Senate Democrats and the Biden administration have said they want comprehensive legislation to move quickly to address a pandemic that has killed more than 450,000 Americans and left millions jobless.
They want to spend the $1.9 trillion to speed COVID-19 vaccines throughout the nation. Other funds would extend special unemployment benefits that will expire at the end of March and make direct payments to people to help them pay bills and stimulate the economy.
They also want to send money to state and local governments.
But as the hours wore on and dozens of amendments were offered, exhausted senators mainly spent the night disposing of Republican ideas, such as ending all U.S. foreign aid and prohibiting Congress from expanding the U.S. Supreme Court beyond its nine justices.
RANGE OF ISSUES
The approved amendments do not carry the force of law in a budget blueprint, but will serve as guidelines for developing the actual coronavirus aid bill in coming weeks.
Passing the budget plan in both houses would let Democrats enact Biden’s $1.9 trillion proposal over the opposition of Republicans, by unlocking a legislative tool called reconciliation. That lets them pass a bill with a simple majority in the Senate, rather than the 60 votes normally needed to move legislation forward in the 100-seat chamber.
Republicans have countered the budget plan with proposals that would be less than one-third the cost. While their plan dovetails with the Democrats’ in some respects, Biden has deemed it as too anemic to put the country back on its feet after a year of suffering through the pandemic.
A group of 10 Republican senators who met with Biden at the White House on Monday sent him a letter on Thursday saying that significant amounts of money already appropriated by Congress had not yet been spent. Last year, Congress passed emergency bills totaling around $4 trillion to deal with COVID-19 crisis.

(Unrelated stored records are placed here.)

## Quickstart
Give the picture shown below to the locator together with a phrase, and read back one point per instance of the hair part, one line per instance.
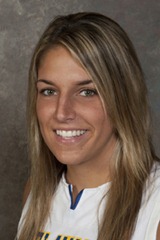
(106, 53)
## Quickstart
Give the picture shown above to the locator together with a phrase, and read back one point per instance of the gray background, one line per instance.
(21, 24)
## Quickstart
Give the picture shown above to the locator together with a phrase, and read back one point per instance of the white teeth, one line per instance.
(68, 134)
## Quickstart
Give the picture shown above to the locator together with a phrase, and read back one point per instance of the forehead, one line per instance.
(59, 62)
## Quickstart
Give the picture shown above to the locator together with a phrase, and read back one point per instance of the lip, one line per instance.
(70, 139)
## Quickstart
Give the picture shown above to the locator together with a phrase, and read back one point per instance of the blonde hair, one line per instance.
(105, 51)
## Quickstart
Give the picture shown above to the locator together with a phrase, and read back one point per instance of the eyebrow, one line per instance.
(80, 83)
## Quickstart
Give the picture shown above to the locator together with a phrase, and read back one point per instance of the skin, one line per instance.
(65, 104)
(67, 100)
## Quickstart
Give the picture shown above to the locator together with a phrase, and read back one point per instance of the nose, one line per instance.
(65, 110)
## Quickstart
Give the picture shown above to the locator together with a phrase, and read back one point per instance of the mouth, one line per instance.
(70, 133)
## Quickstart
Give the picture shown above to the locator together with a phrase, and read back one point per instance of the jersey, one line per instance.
(80, 220)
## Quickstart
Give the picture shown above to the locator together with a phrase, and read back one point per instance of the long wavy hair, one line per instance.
(107, 54)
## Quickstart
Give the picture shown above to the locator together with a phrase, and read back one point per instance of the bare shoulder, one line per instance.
(26, 191)
(158, 232)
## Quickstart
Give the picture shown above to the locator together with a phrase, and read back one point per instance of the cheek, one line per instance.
(44, 112)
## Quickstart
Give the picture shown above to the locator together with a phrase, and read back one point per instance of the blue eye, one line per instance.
(48, 92)
(88, 92)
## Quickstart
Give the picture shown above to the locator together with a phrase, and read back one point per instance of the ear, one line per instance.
(26, 192)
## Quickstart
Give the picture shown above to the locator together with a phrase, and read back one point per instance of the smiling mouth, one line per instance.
(70, 133)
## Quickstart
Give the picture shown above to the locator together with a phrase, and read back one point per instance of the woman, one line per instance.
(94, 172)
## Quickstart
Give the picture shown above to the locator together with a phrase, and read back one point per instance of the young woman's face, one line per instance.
(70, 113)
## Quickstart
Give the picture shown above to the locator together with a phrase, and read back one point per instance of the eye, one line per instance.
(48, 92)
(88, 92)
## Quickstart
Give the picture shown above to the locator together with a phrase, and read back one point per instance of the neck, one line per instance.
(82, 177)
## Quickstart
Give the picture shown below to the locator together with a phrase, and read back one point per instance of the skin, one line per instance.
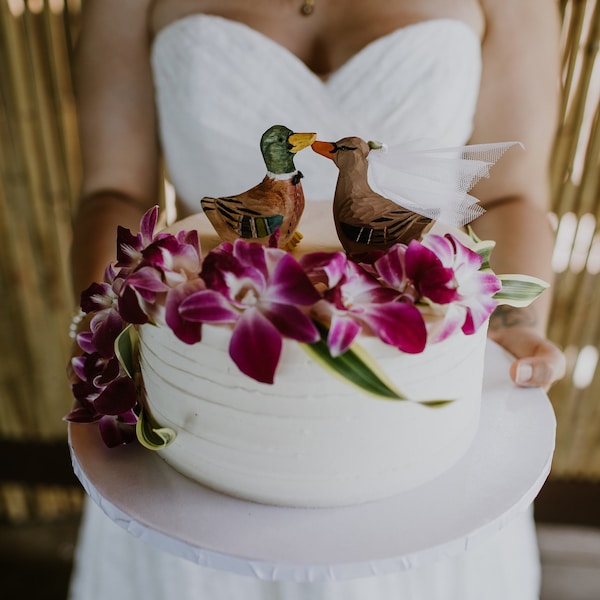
(518, 101)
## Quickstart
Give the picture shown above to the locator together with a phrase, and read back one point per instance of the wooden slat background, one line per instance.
(39, 175)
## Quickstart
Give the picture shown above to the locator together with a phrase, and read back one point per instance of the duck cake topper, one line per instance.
(269, 212)
(388, 195)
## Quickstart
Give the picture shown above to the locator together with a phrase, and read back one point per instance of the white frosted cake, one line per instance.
(310, 438)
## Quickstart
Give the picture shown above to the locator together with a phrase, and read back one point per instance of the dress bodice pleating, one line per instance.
(220, 85)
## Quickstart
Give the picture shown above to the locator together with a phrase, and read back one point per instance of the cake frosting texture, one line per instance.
(310, 439)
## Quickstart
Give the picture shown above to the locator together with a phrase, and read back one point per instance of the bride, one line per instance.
(196, 82)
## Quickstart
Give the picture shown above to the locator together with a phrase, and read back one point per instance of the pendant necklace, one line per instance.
(308, 8)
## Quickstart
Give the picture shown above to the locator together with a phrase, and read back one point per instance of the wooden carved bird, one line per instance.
(365, 221)
(272, 209)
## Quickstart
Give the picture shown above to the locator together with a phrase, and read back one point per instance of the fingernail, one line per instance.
(524, 373)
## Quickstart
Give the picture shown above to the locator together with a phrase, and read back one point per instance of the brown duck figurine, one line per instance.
(272, 209)
(365, 221)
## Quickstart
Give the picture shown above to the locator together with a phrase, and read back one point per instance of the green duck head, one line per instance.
(279, 144)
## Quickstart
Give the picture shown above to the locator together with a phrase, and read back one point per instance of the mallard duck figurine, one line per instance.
(270, 211)
(365, 221)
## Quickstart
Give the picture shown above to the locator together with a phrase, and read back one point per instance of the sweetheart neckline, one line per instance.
(173, 26)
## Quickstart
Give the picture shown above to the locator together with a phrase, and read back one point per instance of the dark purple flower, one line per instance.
(259, 290)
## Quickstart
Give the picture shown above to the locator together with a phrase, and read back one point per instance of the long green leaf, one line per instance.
(150, 434)
(519, 290)
(126, 346)
(356, 367)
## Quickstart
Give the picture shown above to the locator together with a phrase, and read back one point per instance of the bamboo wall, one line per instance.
(575, 322)
(39, 174)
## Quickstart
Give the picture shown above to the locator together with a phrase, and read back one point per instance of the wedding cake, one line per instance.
(294, 372)
(310, 438)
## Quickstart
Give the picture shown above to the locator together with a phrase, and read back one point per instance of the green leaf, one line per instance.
(150, 434)
(357, 367)
(483, 247)
(126, 346)
(519, 290)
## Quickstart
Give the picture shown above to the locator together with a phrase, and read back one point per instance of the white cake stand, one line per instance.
(499, 476)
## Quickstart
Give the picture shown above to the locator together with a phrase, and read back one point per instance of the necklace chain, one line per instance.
(308, 7)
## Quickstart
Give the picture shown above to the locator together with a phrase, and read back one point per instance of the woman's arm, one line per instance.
(115, 103)
(518, 101)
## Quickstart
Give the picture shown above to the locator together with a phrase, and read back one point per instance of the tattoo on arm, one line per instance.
(509, 316)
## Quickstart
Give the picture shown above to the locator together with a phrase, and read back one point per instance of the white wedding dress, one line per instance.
(219, 85)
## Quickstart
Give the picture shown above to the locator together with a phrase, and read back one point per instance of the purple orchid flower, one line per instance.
(105, 395)
(259, 290)
(472, 297)
(355, 301)
(165, 262)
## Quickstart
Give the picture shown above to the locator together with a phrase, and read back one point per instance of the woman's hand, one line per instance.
(539, 362)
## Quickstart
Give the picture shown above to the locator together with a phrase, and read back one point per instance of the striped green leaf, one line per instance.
(519, 290)
(150, 434)
(358, 368)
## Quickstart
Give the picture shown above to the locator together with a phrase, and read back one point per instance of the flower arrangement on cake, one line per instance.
(409, 294)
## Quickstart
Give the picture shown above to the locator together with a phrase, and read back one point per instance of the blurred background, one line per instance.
(40, 500)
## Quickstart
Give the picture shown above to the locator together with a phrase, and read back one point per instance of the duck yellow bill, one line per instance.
(299, 141)
(326, 149)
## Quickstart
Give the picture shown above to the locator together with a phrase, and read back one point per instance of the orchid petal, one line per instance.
(187, 331)
(291, 322)
(288, 283)
(116, 430)
(130, 307)
(255, 346)
(399, 324)
(453, 320)
(105, 328)
(342, 332)
(207, 306)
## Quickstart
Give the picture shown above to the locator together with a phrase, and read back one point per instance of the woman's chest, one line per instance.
(333, 33)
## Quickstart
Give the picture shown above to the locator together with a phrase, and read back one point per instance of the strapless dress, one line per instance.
(219, 84)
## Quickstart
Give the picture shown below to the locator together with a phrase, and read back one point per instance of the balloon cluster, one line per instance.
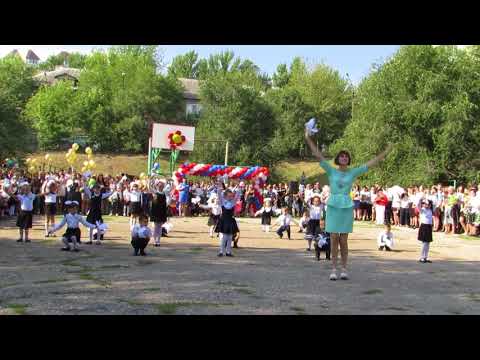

In early voting on Thursday, senators delivered a message to the Biden administration that direct payments should be tailored to those who need the money the most, as they voted 99-1 to recommend high-income earners not qualify for a new round of government checks that could amount to $1,400 for individuals.
Senators did not specify income limits. An earlier round of payments reduced the checks for individuals earning more than $75,000 or married couples earning $150,000.
“The decent compassionate thing is for us to target the relief to our neighbors who are struggling every day to get by” during the coronavirus pandemic, said Democratic Senator Joe Manchin, author of the proposal.